International Journal of Environmental Research, Vol. 3, No. 4, 2009, pp. 575-580

Artificial Neural Network Modeling of an Inverse Fluidized Bed Bioreactor

Rajasimman, M. 1*, Govindarajan, L.2 and Karthikeyan, C.1

1 Department of Chemical Engineering, Annamalai University, Annamalai Nagar-608002, Tamil Nadu, India
2
Caledonian University, Sultanate of Oman
*Corresponding author E-mail: raja_simms@yahoo.com

Received 20 May 2008; Revised 15 Aug. 2009; Accepted 25 Aug. 2009

Code Number: er09063

ABSTRACT

The application of neural networks to model a laboratory scale inverse fluidized bed reactor has been studied. A Radial Basis Function neural network has been successfully employed for the modeling of the inverse fluidized bed reactor. In the proposed model, the trained neural network represents the kinetics of biological decomposition of organic matters in the reactor. The neural network has been trained with experimental data obtained from an inverse fluidized bed reactor treating the starch industry wastewater. Experiments were carried out at various initial substrate concentrations of 2250, 4475, 6730 and 8910 mg COD/L and at different hydraulic retention times (40, 32, 24, 26 and 8h). It is found that neural network based model has been useful in predicting the system parameters with desired accuracy.

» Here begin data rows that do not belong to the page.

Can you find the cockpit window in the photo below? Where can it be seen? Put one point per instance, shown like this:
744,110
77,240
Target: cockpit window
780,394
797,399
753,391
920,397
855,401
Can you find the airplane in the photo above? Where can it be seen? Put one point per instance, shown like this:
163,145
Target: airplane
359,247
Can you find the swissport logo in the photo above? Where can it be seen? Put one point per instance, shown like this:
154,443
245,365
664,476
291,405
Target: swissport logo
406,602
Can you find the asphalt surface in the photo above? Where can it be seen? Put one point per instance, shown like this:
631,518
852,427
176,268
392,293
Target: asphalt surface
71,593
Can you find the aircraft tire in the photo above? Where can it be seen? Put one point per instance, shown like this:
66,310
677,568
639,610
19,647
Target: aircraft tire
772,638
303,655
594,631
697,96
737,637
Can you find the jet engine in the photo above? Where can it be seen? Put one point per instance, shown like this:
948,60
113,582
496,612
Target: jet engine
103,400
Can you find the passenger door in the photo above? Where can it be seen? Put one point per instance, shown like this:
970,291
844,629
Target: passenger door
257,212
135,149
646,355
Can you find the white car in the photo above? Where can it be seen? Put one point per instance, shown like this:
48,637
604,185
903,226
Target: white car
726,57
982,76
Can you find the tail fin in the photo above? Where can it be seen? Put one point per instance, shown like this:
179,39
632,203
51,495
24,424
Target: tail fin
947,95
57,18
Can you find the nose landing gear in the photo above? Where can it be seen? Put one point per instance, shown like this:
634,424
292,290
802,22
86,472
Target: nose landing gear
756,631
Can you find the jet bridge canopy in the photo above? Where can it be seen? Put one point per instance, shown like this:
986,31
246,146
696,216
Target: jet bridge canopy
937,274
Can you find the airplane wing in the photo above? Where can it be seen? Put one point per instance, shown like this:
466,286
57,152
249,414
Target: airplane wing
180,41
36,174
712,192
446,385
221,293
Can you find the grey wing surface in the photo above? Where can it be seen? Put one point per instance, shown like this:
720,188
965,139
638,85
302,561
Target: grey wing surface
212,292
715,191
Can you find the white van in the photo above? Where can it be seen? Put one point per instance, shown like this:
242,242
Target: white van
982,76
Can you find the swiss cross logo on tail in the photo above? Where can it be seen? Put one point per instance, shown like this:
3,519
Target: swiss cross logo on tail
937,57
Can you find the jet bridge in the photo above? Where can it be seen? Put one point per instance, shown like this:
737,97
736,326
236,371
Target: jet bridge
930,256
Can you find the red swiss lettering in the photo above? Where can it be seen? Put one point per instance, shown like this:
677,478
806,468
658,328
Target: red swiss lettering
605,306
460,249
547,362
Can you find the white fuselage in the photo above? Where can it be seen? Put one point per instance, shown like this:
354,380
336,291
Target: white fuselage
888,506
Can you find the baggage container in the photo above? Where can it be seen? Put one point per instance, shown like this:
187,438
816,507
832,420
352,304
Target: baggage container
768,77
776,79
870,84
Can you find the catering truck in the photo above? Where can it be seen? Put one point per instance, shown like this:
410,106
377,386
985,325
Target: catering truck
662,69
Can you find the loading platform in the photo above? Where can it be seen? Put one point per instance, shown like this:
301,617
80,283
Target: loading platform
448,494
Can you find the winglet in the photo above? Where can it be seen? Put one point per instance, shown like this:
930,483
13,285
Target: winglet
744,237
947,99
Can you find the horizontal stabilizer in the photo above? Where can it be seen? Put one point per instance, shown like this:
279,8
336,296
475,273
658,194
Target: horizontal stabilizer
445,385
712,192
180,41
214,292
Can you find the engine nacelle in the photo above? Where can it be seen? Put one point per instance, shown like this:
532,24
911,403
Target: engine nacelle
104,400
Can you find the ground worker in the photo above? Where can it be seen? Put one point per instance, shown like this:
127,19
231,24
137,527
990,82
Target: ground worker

Key words: Artificial neural network, Inverse fluidized bed, Radial basis, Starch, Modeling

INTRODUCTION

Artificial Neural Networks (ANN) has been established as a tool for effortless computation and its application in environmental engineering field is very promising and has gained extensive interest (Hamoda et al., 1999; Hack and Kohne, 1996; Gontarski et al., 2000; Bongards, 2001; Hamed et al., 2004; Rene and Saidutta, 2008 ). ANN have been successfully employed in solving problems in areas such as fault diagnosis, process identification, property estimation, data smoothing and error filtering, product design and development, optimization, dynamic modeling and control of chemical processes, for the prediction of vaporliquid equilibrium (VLE) data and estimation of activity coefficients. The purpose of using artificial neural networks in wastewater treatment system is to reduce the number of experiments that are being carried out to characterize the system. ANN has remarkable ability to derive meaningful information from complicated or imprecise data. It can be used to extract patterns and detect trends, which are too complex to be noticed by other computational technique (Mehrotra et al., 1997). Neural networks, inspired by the information processing strategies of the human brain, are proving to be useful in a variety of engineering applications. ANN may be viewed as paralleled computing tools comprising of highly organized processing elements called neurons which control the entire processing system by developing association between objects in response to their environment. The researches have proposed many architectures of the network .Two widely used network for modeling the non-linear problems in engineering systems are the Backpropagation and Radial Basis Function (RBF) networks.

Radial basis networks require lesser neurons than the standard feed forward back propagation networks and they can be trained in a fraction of time (Govindarajan, 2002). In this work, radial basis network function has been successfully incorporated for the prediction of degradation of organic matter present in starch wastewater treated in an inverse fluidized bed reactor. The proposed technique of using radial basis function requires only limited experimental values to predict the behavior of the system. A simple well-trained neural network can be employed to overcome the modeling problems of reactor without prior knowledge of the relationships of process variables under investigation.

Radial basis function networks form one of the essential categories of neural networks.A RBF network is a two-layer network whose output units form a linear combination of the basis functions computed by the hidden units.A function is radially symmetric if its output depends on the distance of the input sample from another stored vector. Neural networks whose node functions are radially symmetric functions are referred to as Radial Basis Function Nets.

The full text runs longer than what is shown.